I have, in full cliché mode, developed a love for cycling. I have long considered starting a brand called ‘Men’s Technical Clothing’. This brand would ensure that all items of clothing were accompanied by an extensive set of instructions, website pages and fly-through films. Talking up the structure of each thread on a molecular level... men in particular (and this could be a sweeping and unfair generalisation) seem to be suckers for data and frankly unnecessary levels of detail when it comes to purchase. Bikes, and all aspects of cycling seem to cater and over deliver in this realm. It's mad to spend £300 for a saddle, made out of carbon fibre, that saves you 200g in weight and might very slightly slip faster through the air. But spend, we do.

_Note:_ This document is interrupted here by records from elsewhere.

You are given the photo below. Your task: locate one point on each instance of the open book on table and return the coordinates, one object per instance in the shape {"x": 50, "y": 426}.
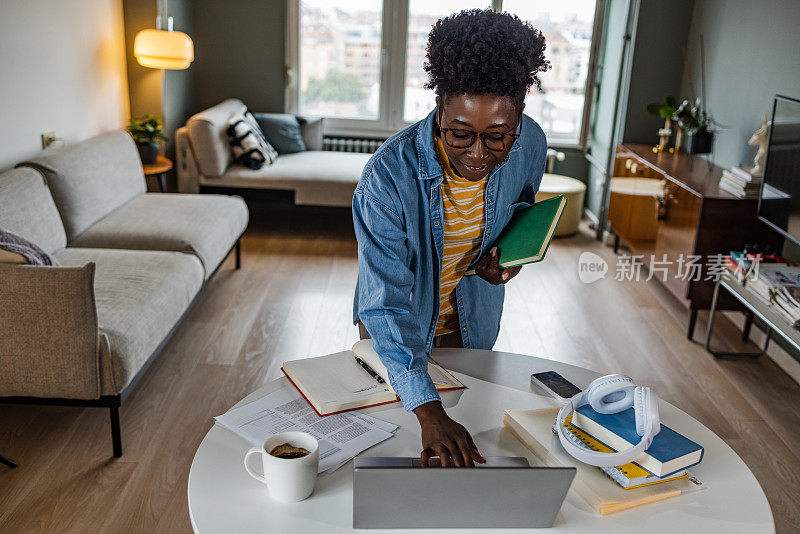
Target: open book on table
{"x": 337, "y": 383}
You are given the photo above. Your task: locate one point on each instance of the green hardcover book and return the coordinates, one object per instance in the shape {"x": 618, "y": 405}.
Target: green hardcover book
{"x": 528, "y": 234}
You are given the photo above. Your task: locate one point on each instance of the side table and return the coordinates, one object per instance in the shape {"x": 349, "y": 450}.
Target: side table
{"x": 159, "y": 169}
{"x": 774, "y": 322}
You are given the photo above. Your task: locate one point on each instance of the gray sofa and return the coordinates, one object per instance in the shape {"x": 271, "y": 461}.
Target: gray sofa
{"x": 317, "y": 177}
{"x": 132, "y": 264}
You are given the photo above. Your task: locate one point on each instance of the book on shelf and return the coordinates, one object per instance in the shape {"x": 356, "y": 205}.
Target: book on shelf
{"x": 338, "y": 383}
{"x": 751, "y": 190}
{"x": 528, "y": 234}
{"x": 630, "y": 475}
{"x": 669, "y": 452}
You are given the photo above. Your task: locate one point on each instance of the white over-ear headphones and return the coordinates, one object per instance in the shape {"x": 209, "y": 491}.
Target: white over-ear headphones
{"x": 612, "y": 394}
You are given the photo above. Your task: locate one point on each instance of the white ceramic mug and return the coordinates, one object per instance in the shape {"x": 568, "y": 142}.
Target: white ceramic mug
{"x": 287, "y": 479}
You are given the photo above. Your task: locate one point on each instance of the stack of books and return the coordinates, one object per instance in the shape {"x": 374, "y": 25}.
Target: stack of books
{"x": 740, "y": 181}
{"x": 667, "y": 458}
{"x": 779, "y": 285}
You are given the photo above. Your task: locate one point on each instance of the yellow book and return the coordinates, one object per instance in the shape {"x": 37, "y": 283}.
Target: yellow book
{"x": 628, "y": 476}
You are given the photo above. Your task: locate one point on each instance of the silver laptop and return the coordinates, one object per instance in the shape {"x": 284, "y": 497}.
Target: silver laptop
{"x": 503, "y": 493}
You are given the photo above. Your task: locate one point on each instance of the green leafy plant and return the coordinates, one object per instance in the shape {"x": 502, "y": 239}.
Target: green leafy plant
{"x": 665, "y": 109}
{"x": 146, "y": 130}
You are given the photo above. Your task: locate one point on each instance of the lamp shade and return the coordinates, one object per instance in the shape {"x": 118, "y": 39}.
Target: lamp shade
{"x": 160, "y": 49}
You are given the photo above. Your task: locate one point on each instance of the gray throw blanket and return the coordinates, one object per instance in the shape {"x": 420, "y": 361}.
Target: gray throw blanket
{"x": 29, "y": 251}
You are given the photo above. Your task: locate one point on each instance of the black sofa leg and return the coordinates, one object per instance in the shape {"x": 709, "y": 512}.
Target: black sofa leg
{"x": 116, "y": 434}
{"x": 692, "y": 322}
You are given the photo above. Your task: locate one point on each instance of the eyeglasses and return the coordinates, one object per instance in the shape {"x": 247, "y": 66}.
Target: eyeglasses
{"x": 494, "y": 141}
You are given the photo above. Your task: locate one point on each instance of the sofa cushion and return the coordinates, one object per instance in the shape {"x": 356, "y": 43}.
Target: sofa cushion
{"x": 140, "y": 296}
{"x": 91, "y": 178}
{"x": 208, "y": 133}
{"x": 249, "y": 146}
{"x": 27, "y": 209}
{"x": 318, "y": 177}
{"x": 204, "y": 225}
{"x": 282, "y": 130}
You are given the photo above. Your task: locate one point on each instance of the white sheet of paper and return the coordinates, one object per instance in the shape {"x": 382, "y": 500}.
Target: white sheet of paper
{"x": 341, "y": 436}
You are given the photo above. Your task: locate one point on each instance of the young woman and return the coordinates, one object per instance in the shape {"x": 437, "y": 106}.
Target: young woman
{"x": 432, "y": 200}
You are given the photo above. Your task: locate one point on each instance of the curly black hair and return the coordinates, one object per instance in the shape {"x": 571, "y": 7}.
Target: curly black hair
{"x": 480, "y": 51}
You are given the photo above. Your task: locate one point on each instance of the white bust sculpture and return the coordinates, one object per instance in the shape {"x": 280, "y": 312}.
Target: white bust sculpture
{"x": 759, "y": 139}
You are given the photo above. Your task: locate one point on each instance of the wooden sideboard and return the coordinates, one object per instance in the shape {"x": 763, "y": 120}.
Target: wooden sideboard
{"x": 693, "y": 217}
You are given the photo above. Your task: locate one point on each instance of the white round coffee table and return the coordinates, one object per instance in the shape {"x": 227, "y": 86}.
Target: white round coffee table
{"x": 223, "y": 498}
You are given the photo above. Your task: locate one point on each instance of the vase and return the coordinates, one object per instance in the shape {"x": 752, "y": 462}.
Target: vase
{"x": 700, "y": 142}
{"x": 148, "y": 153}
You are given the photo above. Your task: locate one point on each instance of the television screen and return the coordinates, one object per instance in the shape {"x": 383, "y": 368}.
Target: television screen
{"x": 779, "y": 204}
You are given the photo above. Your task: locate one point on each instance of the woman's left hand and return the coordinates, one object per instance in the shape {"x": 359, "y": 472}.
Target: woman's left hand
{"x": 488, "y": 269}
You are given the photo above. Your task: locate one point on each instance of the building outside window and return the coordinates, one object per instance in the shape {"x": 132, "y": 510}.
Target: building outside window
{"x": 359, "y": 62}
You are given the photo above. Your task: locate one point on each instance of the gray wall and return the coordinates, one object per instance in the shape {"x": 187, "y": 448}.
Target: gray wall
{"x": 239, "y": 50}
{"x": 752, "y": 53}
{"x": 62, "y": 68}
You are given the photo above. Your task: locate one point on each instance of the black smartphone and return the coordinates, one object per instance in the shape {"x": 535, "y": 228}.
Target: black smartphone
{"x": 555, "y": 384}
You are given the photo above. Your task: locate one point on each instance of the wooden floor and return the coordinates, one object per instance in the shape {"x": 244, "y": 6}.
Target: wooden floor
{"x": 293, "y": 299}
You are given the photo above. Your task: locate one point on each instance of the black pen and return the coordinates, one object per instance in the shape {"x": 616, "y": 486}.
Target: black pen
{"x": 369, "y": 369}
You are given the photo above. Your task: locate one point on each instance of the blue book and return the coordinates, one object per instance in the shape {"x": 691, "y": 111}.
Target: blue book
{"x": 669, "y": 453}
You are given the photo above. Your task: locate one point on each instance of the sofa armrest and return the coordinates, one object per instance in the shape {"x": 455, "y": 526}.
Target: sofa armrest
{"x": 188, "y": 171}
{"x": 312, "y": 131}
{"x": 49, "y": 341}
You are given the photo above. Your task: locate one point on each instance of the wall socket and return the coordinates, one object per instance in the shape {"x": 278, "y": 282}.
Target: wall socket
{"x": 48, "y": 138}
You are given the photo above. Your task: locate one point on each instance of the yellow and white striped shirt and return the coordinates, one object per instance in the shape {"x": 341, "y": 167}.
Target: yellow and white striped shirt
{"x": 464, "y": 222}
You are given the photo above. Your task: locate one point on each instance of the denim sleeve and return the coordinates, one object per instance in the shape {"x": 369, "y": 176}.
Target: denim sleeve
{"x": 384, "y": 300}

Particularly because it has a little pink circle underneath — UNDERNEATH, that only you know is there — and is made by Rapha. I know it's nuts. I love it.
Is there any inspiring trend you’ve noticed within the industry?
It’s increasingly hard to figure out what the hell a company does, and harder still to hire them. We were looking for a partner to co-create some advertising in Israel. The number of agencies we looked at that couldn’t explain their offer was amazing.
We were looking at global agencies as well as local ones.
Equally maddening is the number of companies outside of the creative sector who struggle to explain what they do.
It would appear that with the ability to do more with less resource has left many organisations unable to define themselves.
I count branding in that problem. at SomeOne, we were Cancer Research UK’s lead brand agency for 6 years. And proudly so. But our output covered a diverse portfolio so broad – traditional branding agencies would fail to recognise much of the work as branding. Everything from new product development to fundraising to internal communications.
And this is a trend we are seeing more and more of, organisations products, services all coming to us for a broader range of challenges. Occasionally we get a specialist request from a new client. A bespoke typeface for example. But more and more it’s for everyone possible to give that brand an advantage, and it’s bloody exciting.
Are there any projects you wish you’d worked on but didn’t?
We have a running channel at SomeOne on recent missed opportunities. It’s penned by the designers, is brutal and definitely not for this article! I’d love to work with the dying ember that is WHSmiths, it’s currently a national embarrassment. I think Virgin Atlantic could do with a visual rethink, it’s such a great service, times have moved on and deserves more than they have. I wish we could have been asked to look at the tweak of the FaceBook visual brand identity. It’s woefully lacking in ambition.
Who inspires you? – outside of work?
I’m a big fan of those who bring people together. Phil Jones at Podge has been uniting the creative community for years. Lynda Relph-Knight is the queen of creative connectivity. The guys at Glug held inspirational gatherings brilliantly for years. And YCN pushed for new models of hearing and hearding the cats and commending the best in breed. ItNiceThat most recently have done great things as have TheDots. These are all clearly connected to my work. But are all extra curricular – we could all be at home watching a movie. Instead we are out with others, learning, thinking (and drinking.)
Who in the design/advertising industry inspires you?
Anyone that’s survived a decade. Those first 10,000 hours. They are tough.